As the UK continues to come to grips with the EU referendum result, Falmouth-based financial advisors Vision Independent Financial Planning tells the Packet that while the "hyperbole" of both sides in the Brexit campaign should not be taken seriously, the referendum has left a lot of uncertainty.

We have all witnessed a historic point in politics, whether you personally voted to remain or leave, the UK as a nation voted to leave the European Union, which will trigger two years or more of negotiations once Westminster formally notifies Brussels of its intention to secede.

There are now significant constitutional issues that must be resolved and far from straightforward, resulting in UK and EU politics having a significant impact on financial markets in the short to medium term.

The government may choose to delay formal notification until the Conservative party leadership situation is resolved and until its policy ducks are in a row. There is even a chance that the UK could remain in the EU – the referendum is not legally binding and Parliament must vote to repeal the 1972 European Communities Act.

Also, despite their rhetoric in the run up to the vote, European leaders may well explore new ways to keep the UK in the EU. Either way, following initial disruption to financial markets, there will be a period of reflection as all parties come to terms with the result. It should be remembered that until it secedes, the UK is a member of the EU and will continue to benefit from the single market – while there will be uncertainty, the full economic impact of this vote will not be felt for some time.

The lasting economic implications will not be known for many years. Of the many questions, most pertinent, perhaps, is will the UK be able to negotiate continued access to the free-trade area?

Further out, what will happen to the EU without the UK? Will it integrate further, dismantling the remaining barriers to trade and investment? This could mean the UK losing much of its considerable market share of European trade. Or will the entire EU project stall?

Economic integration – particularly the removal of barriers to trade – should lead to considerable improvements in productivity over the long term. If Brexit requires the UK to forsake access to the European Single Market, it is imperative that it works hard to enact new trade deals and sign new agreements of economic integration with faster growing economies than the EU.

With an ageing workforce, productivity will be the key driver of economic growth in Western economies in the 21st century. Those economies able to capture the greatest gains in productivity are likely to generate better returns on investment, attract higher portfolio allocations and experience stronger foreign exchange rates.

It is believed that uncertainty will pervade financial markets and weigh on economic growth for at least two years. Uncertainty alone is enough to delay spending, hiring and investing with estimated growth forecasted to be 1-2% lower over the next two years.

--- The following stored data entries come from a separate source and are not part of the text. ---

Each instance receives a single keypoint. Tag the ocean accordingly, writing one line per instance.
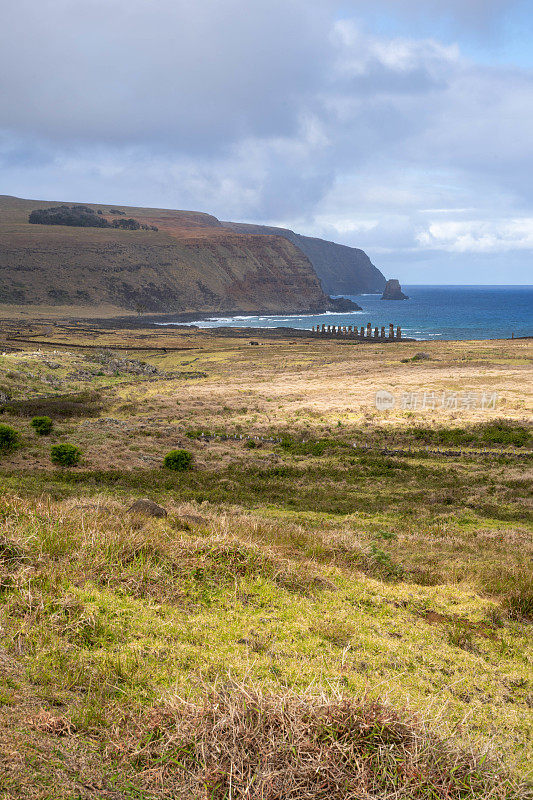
(432, 312)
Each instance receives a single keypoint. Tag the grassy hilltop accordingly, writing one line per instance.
(337, 604)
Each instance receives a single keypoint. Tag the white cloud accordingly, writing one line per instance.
(275, 111)
(477, 236)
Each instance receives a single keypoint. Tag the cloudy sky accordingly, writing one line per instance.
(399, 126)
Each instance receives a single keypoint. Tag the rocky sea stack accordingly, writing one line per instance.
(393, 291)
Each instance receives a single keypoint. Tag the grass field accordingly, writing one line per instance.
(338, 603)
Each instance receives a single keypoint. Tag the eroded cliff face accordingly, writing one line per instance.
(192, 263)
(341, 269)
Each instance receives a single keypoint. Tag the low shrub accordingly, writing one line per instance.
(9, 438)
(79, 404)
(65, 455)
(42, 426)
(244, 744)
(178, 460)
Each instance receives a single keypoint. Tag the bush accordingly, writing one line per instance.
(9, 438)
(65, 455)
(179, 460)
(42, 426)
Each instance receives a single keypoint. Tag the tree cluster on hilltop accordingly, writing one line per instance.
(82, 217)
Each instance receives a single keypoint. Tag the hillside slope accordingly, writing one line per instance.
(341, 269)
(191, 263)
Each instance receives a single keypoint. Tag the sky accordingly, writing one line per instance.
(398, 126)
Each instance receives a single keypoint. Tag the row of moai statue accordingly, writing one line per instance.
(355, 333)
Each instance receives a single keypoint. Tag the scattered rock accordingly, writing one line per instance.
(148, 507)
(393, 291)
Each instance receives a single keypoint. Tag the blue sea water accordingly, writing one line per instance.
(432, 312)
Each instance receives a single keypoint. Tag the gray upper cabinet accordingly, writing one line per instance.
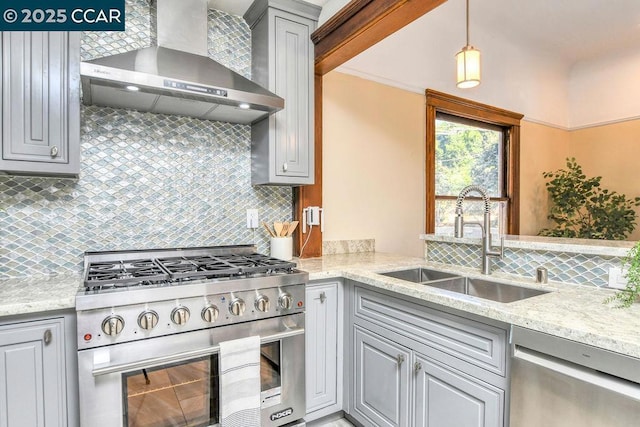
(32, 374)
(282, 150)
(40, 126)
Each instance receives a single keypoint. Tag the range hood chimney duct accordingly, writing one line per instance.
(177, 76)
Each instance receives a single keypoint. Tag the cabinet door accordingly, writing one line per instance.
(40, 103)
(294, 83)
(32, 374)
(321, 334)
(381, 381)
(446, 397)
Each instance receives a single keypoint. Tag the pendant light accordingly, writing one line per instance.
(468, 63)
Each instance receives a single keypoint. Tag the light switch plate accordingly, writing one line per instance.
(617, 279)
(252, 218)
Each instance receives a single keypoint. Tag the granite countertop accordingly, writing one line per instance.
(568, 311)
(38, 294)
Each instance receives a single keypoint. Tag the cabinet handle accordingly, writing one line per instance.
(47, 337)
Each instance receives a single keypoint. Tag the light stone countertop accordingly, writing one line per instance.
(38, 294)
(568, 311)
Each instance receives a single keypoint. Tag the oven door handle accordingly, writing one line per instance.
(154, 361)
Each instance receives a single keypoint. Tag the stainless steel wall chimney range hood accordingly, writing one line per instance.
(177, 76)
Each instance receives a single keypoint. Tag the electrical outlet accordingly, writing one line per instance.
(252, 218)
(617, 278)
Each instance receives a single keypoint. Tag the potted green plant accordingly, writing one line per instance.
(627, 296)
(581, 208)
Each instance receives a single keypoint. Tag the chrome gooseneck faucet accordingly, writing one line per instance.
(487, 252)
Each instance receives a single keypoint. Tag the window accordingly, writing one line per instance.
(471, 143)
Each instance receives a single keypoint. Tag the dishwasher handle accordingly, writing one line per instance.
(581, 373)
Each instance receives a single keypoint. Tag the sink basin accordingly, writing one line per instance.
(487, 289)
(419, 275)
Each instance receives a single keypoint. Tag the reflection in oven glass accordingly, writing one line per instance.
(184, 394)
(270, 365)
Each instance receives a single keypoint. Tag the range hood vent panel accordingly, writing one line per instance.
(199, 85)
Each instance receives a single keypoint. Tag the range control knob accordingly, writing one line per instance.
(112, 325)
(210, 313)
(262, 303)
(148, 319)
(285, 300)
(180, 315)
(237, 306)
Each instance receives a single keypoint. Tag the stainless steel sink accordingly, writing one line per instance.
(419, 275)
(487, 289)
(481, 288)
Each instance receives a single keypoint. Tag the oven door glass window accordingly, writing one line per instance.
(180, 394)
(270, 374)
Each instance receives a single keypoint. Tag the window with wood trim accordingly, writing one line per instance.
(471, 143)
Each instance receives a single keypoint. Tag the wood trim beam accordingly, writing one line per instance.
(355, 28)
(360, 25)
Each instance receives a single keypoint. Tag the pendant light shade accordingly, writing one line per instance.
(468, 66)
(468, 63)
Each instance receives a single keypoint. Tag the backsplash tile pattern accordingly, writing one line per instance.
(146, 180)
(562, 266)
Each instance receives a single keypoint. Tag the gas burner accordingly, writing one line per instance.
(134, 269)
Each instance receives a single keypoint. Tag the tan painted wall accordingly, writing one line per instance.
(613, 152)
(373, 184)
(542, 148)
(374, 163)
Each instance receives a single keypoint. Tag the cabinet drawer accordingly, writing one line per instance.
(474, 342)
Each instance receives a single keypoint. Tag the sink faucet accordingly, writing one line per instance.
(487, 252)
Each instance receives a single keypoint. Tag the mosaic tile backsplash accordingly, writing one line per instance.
(562, 266)
(146, 180)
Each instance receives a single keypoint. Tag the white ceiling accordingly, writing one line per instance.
(239, 7)
(564, 31)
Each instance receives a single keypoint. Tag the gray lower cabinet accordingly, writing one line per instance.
(447, 397)
(415, 365)
(40, 126)
(282, 148)
(32, 374)
(381, 380)
(323, 350)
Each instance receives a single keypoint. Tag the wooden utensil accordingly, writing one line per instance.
(266, 227)
(292, 228)
(277, 227)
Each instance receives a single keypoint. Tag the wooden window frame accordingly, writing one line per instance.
(510, 121)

Investors should be mindful of sectors most correlated with GDP growth, such as certain cohorts within banking, insurance and consumer goods.

Although GDP growth may suffer in the first few years it is not to say that trade and investment will collapse. From survey data that access to the single market is an important factor contributing to the UK’s attractiveness as an investment destination.

The UK ranks as one of the easiest places to do business in Europe (taking into account red tape, tax regimes, etc.), while it also excels as a centre of agglomeration. Moreover, the threat of Brexit did not seem to have a deleterious effect on investment over the last 18 months. Britain even attracted more manufacturing projects than Germany for a second year in a row, despite the threat of tariffs on international trade if the UK leaves the free-trade area.

How will equity markets react? UK- and EU-focused financial stocks have already underperformed their more globally diversified peers this year, although how much of that is due to Brexit and how much to subsiding fears of a China-led emerging market recession (thereby benefiting the global financial plays) is difficult to say.

The volatility of the FTSE 100 has not diverged from other global large cap indices and there has been little evidence of a potential Brexit impacting the relative performance of the FTSE 100. After all, it is far more an index of global giants that happen to be domiciled in London than a barometer of the domestic, or even the European, economy. The 25 companies in the index most exposed to domestic revenue streams have underperformed, but half of that can be explained by the substantial rally in oil and gas and mining stocks – again, a global trend extraneous to Brexit. However, in the last few weeks overseas investors have lowered their allocations to UK and European equities. If this trend intensifies, the FTSE 100 could be affected by such broad-brush asset allocation calls.

There could be a much stronger relationship between domestic economic uncertainty and the equity risk premium of the FTSE 250 and small cap indices, which would mean lower stock market valuations as uncertainty increases.

Although a spike in the equity risk premium would dominate price movements, the effects would be partially mitigated if the Bank of England cuts base rates. Governor Mark Carney has made his fears well known with predictions that the pound will likely settle between 7.5% and 12.5% lower after the results once the initial volatility subsides. The 7% fall in the pound over the six months prior has been attributable largely to changes in interest rate expectations, with the direct contribution from general Brexit uncertainty much more limited.

The result of the referendum leaves a lot of uncertainty. This will weigh heavily on both economic growth and financial markets. As long-term investors we encourage clients not to worry unduly – the politicised hyperbole of the campaign should not be taken seriously. Nonetheless, we face bouts of volatility for at least two years until we know how the UK will interact with Europe economically and financially.